ISRO remains tight-lipped on Chennai engineer's discovery of Chandrayaan 2's Vikram lander 

ISRO Chairman Sivan and Vikram Sarabhai Space Centre director S Somanath couldn't be contacted however, sources said was informed by NASA about the findings before it went public.

Published: 03rd December 2019 08:38 PM  |   Last Updated: 03rd December 2019 08:41 PM   |  A+A-

Vikram lander

Chandrayaan 2's lander Vikram videos Animation by ISRO (Youtube Screen grab / ISRO)

Express News Service

CHENNAI: ISRO officials have remained tight-lipped throughout Tuesday even as social media was going gala about a Chennai techie, Shanmugam Subramanian who was credited by NASA for tipping-off about Chandrayaan-2's Vikram lander debris site on Moon's surface.

Efforts to contact ISRO Chairman Sivan and Vikram Sarabhai Space Centre (VSSC) director S Somanath for comments went in vain.

However, sources told Express that ISRO was informed by NASA about the findings before it went public.

ALSO READ: Chennai engineer spotted Vikram lander debris just a month after crash landing, confirms NASA

John Keller, deputy project scientist, NASA's Lunar Reconnaissance Orbiter, said the space agency has taken time to interpret as well as made sure that all stakeholders had an opportunity to comment before
they would announce the results, which implied it had informed ISRO beforehand.

But, few ISRO scientists are questioning the claim. A senior scientist, who analysed the before and after images of crash landing site of Vikram shared by NASA, said: "An object of 800 kgs moving at a
speed of 530 km per hour would have created a crater on impact. If you zoom into the images NASA shared I don't see any new dent. The surface area where it supposedly crashed has fine sand. The impact should have created a dent. I can see only change in colour. The white speck what they are calling Vikram lander debris can be anything," the scientist told Express on the condition of anonymity.

The truth will be out when Chandrayaan-2 Orbiter High-Resolution Camera (OHRC), which has a ground resolution of 0.32 metres, scans the debris site.
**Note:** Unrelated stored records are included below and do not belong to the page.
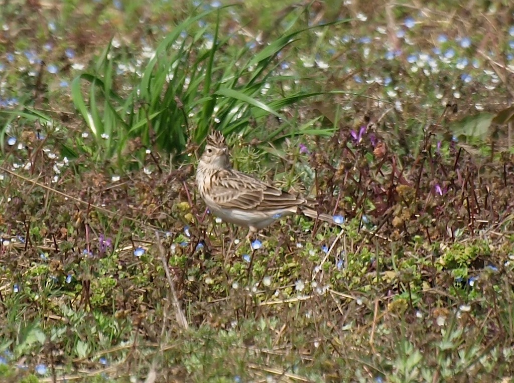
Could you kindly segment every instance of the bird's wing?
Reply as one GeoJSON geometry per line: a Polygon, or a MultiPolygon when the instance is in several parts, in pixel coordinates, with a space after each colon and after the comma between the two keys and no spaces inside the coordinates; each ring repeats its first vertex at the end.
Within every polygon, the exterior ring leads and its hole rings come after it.
{"type": "Polygon", "coordinates": [[[209,197],[221,207],[243,210],[286,209],[305,200],[235,170],[213,177],[209,197]]]}

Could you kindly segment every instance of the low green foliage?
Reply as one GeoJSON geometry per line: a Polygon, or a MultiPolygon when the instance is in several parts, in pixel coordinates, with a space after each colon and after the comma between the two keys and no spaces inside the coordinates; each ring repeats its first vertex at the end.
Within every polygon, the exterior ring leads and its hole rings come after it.
{"type": "Polygon", "coordinates": [[[480,29],[508,9],[29,3],[0,13],[0,381],[512,378],[514,29],[480,29]],[[341,225],[216,220],[213,128],[341,225]]]}

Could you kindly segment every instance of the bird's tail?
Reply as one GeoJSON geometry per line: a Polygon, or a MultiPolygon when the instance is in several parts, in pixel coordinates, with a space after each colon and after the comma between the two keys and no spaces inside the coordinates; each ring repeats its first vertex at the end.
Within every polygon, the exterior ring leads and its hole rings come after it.
{"type": "Polygon", "coordinates": [[[331,223],[333,225],[338,224],[334,222],[334,217],[329,214],[325,214],[324,213],[318,213],[314,209],[311,209],[308,207],[303,209],[302,210],[302,213],[304,215],[308,217],[309,218],[312,218],[313,219],[317,219],[320,221],[323,221],[324,222],[331,223]]]}

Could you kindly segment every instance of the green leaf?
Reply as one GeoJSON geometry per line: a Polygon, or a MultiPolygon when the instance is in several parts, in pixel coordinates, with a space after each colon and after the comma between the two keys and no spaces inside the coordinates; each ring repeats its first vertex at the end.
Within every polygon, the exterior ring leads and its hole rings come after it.
{"type": "Polygon", "coordinates": [[[482,112],[473,116],[468,116],[449,126],[451,133],[460,139],[468,138],[485,139],[489,132],[489,127],[494,115],[488,112],[482,112]]]}

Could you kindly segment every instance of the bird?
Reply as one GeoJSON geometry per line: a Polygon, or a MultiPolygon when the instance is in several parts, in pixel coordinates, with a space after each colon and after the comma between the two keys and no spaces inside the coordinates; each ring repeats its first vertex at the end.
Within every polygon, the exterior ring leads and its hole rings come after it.
{"type": "Polygon", "coordinates": [[[230,164],[225,137],[214,130],[207,137],[196,168],[200,197],[214,215],[249,229],[247,238],[286,216],[302,214],[334,223],[334,217],[315,209],[316,202],[238,171],[230,164]]]}

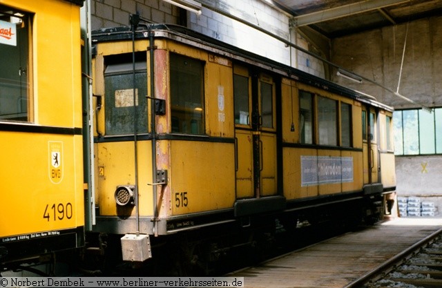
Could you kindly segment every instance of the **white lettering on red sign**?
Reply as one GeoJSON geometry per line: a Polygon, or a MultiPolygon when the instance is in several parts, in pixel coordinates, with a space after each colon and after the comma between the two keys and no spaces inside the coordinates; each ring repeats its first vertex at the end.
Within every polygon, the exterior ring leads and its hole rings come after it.
{"type": "Polygon", "coordinates": [[[0,21],[0,44],[17,46],[17,28],[15,24],[0,21]]]}

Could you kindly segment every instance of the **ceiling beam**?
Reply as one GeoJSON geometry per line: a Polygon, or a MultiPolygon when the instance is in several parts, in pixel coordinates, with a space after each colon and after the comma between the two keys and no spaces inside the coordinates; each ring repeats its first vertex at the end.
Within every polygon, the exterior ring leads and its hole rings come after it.
{"type": "Polygon", "coordinates": [[[407,2],[410,2],[410,0],[362,1],[304,15],[295,16],[294,19],[296,26],[300,27],[407,2]]]}

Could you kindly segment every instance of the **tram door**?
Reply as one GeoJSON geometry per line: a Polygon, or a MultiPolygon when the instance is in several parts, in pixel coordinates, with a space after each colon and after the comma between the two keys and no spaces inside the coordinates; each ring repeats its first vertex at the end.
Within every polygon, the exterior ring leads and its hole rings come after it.
{"type": "Polygon", "coordinates": [[[376,136],[377,115],[373,108],[362,111],[362,135],[364,165],[364,184],[377,183],[378,180],[378,151],[376,136]]]}
{"type": "Polygon", "coordinates": [[[233,74],[236,197],[276,194],[275,84],[242,67],[233,74]]]}

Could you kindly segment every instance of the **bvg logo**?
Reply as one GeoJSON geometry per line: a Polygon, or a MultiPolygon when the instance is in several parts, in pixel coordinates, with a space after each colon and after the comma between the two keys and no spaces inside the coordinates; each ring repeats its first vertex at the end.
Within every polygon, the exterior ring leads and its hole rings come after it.
{"type": "Polygon", "coordinates": [[[63,180],[63,142],[49,142],[49,179],[54,184],[63,180]]]}

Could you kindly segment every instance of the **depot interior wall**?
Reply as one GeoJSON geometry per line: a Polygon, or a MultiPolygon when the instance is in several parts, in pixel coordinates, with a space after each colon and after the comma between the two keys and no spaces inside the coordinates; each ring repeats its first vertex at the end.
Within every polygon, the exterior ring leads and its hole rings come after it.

NASA's Lunar Reconnaissance Orbiter has passed over the mission’s intended landing site, on a high plain near the south pole, several times since September. But initial analyses of the images did not reveal an obvious impact scar comparable to the Beresheet lander launched by Israel this year, which crashed in April.

NASA scientists noted that the spacecraft might have been hidden in the shadows.